Two Young Figurative Painters, by Conroy Maddox

Art Review, 14th June 1962

Two Young Figurative Painters

These two painters, Howard Hodgkin and Allen Jones, may be attempting to mark a stylistic turning point in figurative painting, on the other hand some might just as easily consider them to be hovering on the verge of abstraction without entirely going over it. Anyway its an interesting combination, for they have enough in common stylistically to make them agreeable companions, while in general direction, sufficiently different to give contrast. Of the two, Hodgkin makes greater use of the figurative, with the images brushed in with a casual mussiness against bright, hard colour shapes which are ‘abstract’ in the sense that they are painted flatly. Whether this treatment is responsible, or the use of a repeat pattern, some of the compositions tend to sag, dissolve, would perhaps be a better word, into a disturbing uncommunicative welter of shapeless forms, still I imagine Hodgkin’s is still in an experimental stage investigating the possibilities of his venture. Yet for all the faults, and the very obvious references to Sharn and Bacon, he is able in the best, to impart to his work a sort of enigmatic significance. One is arrested by the role of these figures that retain their human status, although at great cost to their ‘normalcy’.

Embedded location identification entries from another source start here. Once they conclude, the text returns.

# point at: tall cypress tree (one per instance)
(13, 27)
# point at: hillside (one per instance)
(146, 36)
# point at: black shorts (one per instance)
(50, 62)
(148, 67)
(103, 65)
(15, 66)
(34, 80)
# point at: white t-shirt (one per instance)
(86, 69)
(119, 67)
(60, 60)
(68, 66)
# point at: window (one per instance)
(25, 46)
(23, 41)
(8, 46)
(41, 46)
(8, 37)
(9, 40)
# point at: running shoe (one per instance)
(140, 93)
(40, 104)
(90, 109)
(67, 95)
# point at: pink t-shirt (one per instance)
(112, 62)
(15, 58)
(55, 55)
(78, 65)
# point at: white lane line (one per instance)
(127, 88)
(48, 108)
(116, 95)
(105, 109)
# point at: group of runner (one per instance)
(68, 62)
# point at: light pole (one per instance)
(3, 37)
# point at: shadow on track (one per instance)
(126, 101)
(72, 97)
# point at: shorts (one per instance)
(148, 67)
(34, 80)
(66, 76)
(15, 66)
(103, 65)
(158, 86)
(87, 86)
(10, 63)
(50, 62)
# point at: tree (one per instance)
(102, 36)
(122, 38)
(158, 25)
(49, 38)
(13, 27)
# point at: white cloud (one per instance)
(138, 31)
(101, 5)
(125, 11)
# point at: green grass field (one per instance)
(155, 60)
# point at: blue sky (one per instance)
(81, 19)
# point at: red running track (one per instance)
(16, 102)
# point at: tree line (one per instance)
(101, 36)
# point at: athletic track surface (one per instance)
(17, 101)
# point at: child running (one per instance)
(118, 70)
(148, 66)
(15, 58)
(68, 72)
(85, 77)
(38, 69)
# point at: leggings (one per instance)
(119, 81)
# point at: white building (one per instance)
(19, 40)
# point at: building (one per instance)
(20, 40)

What troubles me, I think, in the work of both these painters, is a slight sense of the contrived, of the overly elaborated, and this might easily, I realise, be due to their involvement in the contemporary art drama of transition between the pure abstract and the explicitly figurative. There is a greater abstract quality about Jones, but again one is brought up against influences, in this instance Kandinsky, Hard Edge and even geometric Cubism in the treatment of the figures. The majority of his canvases incorporate highly coloured arrangements of the fixed and invariable elements; the triangle, the small rectangle, the irregular curve, the ‘confetti’ skilfully scattered across the surface to terminate in squared off sections that hold the figurative images.

What is interesting is that these two young painters are developing a point of view, and a method of expressing it that holds promise for the future.